Louisa Harbage-Edell: 

Yeah, so we’re very lucky. We have a lot of very smart data scientists and actuaries at our company, and they actually model this out for us. So they look at, as I said, we not only have driving data, we also have risk data attached to that. So we can look not just at how many miles people drove, but also frequency and things like that. So we look at the actual risk of the drivers on the road and compare that to the average population for those segments. 

Jen Gold: 

Got it. Great. We all have access to the q and a. Does anyone else on the panel see any questions that I missed that any of you might want to answer?
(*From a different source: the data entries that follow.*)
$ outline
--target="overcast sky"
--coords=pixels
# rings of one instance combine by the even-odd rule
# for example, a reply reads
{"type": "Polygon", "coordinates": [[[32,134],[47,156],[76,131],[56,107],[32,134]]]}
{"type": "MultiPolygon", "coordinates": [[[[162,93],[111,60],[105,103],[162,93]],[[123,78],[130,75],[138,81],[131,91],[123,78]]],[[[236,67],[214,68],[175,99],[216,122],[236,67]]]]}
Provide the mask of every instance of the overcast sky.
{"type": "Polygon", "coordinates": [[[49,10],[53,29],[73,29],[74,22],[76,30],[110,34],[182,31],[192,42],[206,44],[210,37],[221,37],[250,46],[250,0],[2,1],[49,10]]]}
I think I’ve gotten them all. We’ve got, again, a couple more people chiming in wanting that William Blair study, which is fantastic. Anything else? Well, I think we’re good. As I mentioned, we’ll be following up with some key takeaways and some more information. Link to the recording. Please. Like I said, share this around with your colleagues internally and any agencies or DSPs that might be interested. I think they’d be very intrigued by some of the information and the data. We really appreciate it. Thank you guys so much for joining us. This has been a lot of fun. Thank you all panelists, Lisa, Louisa and Fred, this has been a great discussion and I look forward to continuing in future webinars. So thanks everyone. Have a great rest of your day.